Using skin cells extracted from mice, researchers in Japan have produced fully functional egg cells that were used to produce healthy mouse pups. Should the method work in humans, it could introduce powerful new ways of treating infertility—and even allow same-sex couples to produce biological offspring.
This is the first time ever that scientists have produced functional mammalian eggs entirely within the confines of a petri dish. In a new study published in Nature Research, Katsuhiko Hayashi and colleagues from Kyushu University in Japan describe a new technique in which viable “artificial eggs” can be generated with stem cells, and then fertilized to produce healthy and fertile mouse pups. It’s also the first time that eggs have been produced entirely outside of a mouse.
Egg cells are the only type of cell in the body capable of dividing and producing all of the distinct and highly specialized cells in an organism. Scientists have tried to understand how these cells develop by trying to replicate the process in the lab.

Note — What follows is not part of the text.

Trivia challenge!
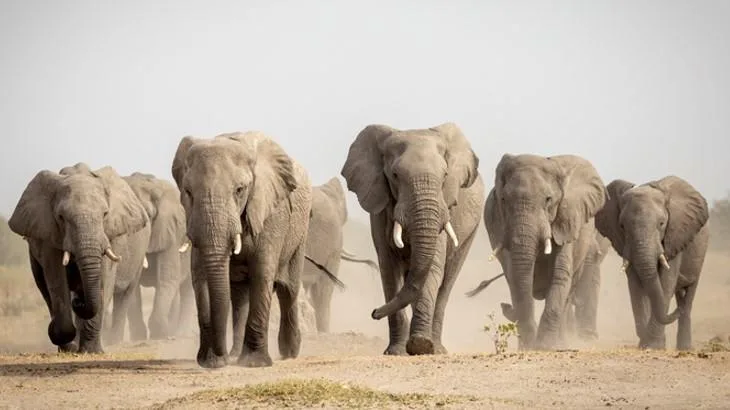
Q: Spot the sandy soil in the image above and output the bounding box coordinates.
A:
[0,223,730,409]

This same group of scientists has already succeeded in turning mouse skin cells into primary germ cells, and they’ve been trying to turn these germ cells into full-fledged egg cells. It now appears that they’ve finally found a way to do it.
After extracting skin cells from the tails of 10-week-old mice, Hayashi’s team turned the cells into pluripotent stem cells, which can turn into virtually any other type of cell in the body. These cells were immersed in a complex chemical bath that coaxed the cells into becoming immature egg cells. After adding tissue taken from the ovaries of mouse fetuses, the immature eggs developed into mature eggs, or functional oocytes. These eggs were then fertilized in vitro and transplanted into surrogate mice, some of whom gave birth to healthy pups.

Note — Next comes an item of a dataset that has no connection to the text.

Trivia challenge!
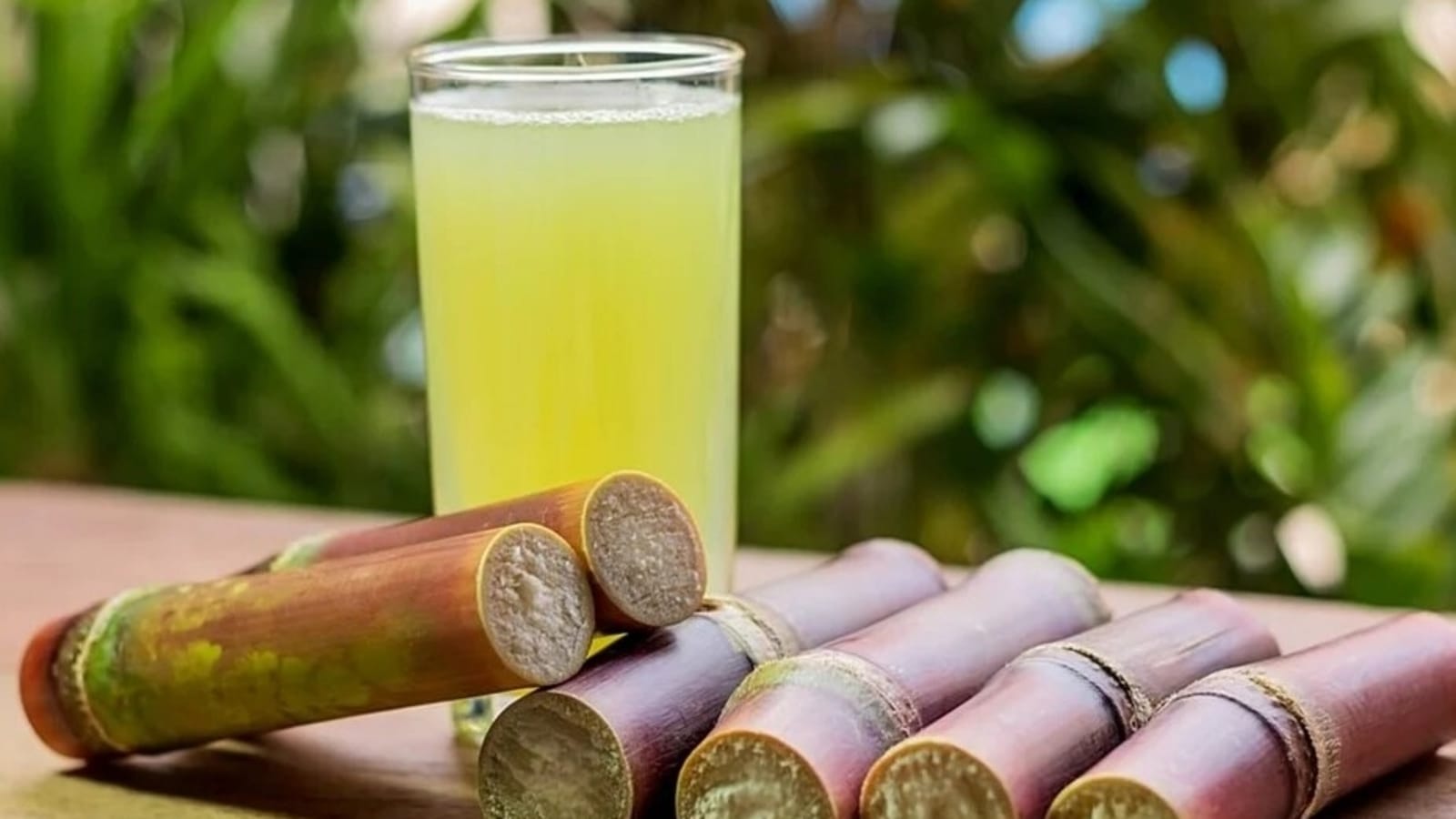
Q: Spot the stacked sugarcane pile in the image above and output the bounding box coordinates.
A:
[20,472,1456,819]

The technique works, but considerable progress needs to done before we can even think about applying it to humans. For starters, humans aren’t mice; we’re vastly more complex than these perennial lab companions. Moreover, only 3.5 percent of the early embryos created from the artificial eggs went on to produce pups. That’s a discouragingly low figure. The vast majority of the oocyte-like eggs were of very poor quality. Hayashi worries that these eggs might produce abnormal offspring.

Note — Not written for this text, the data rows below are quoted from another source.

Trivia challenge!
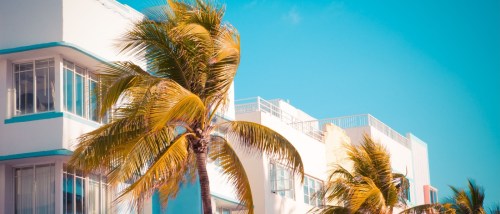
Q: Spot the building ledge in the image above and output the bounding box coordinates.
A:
[0,149,73,161]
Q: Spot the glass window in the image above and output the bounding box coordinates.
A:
[64,60,105,122]
[63,167,110,214]
[15,164,55,214]
[13,59,54,115]
[269,163,295,199]
[304,176,323,206]
[430,189,437,204]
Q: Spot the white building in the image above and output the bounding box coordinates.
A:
[0,0,436,214]
[236,97,437,213]
[0,0,143,214]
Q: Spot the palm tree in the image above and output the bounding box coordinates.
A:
[490,204,500,214]
[315,135,409,213]
[446,179,486,214]
[69,0,304,213]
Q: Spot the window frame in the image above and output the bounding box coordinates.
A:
[12,162,57,213]
[302,175,325,206]
[10,56,57,117]
[269,161,295,200]
[61,165,113,214]
[61,58,103,123]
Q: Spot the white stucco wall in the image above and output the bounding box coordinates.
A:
[406,134,431,204]
[236,109,327,213]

Assuming these problems can be fixed, and that the technique can be applied to humans, it could introduce entirely new forms of assisted reproduction. It would give clinicians almost unlimited access to mature eggs, and allow women with any number of reproductive issues (e.g. low egg counts, age-related declines in fertility, disease, etc) to create eggs through an entirely new means. Also, there’s no reason to believe that this technique couldn’t work for men, allowing same sex couples to produce biological offspring.
The researchers figure it’ll take them another five to ten years to sort out the outstanding technical issues, so it’ll be a while before we see this method at a fertility clinic near you. That should give us plenty of time to discuss—and hopefully accept—the wider social implications of this exciting new technique.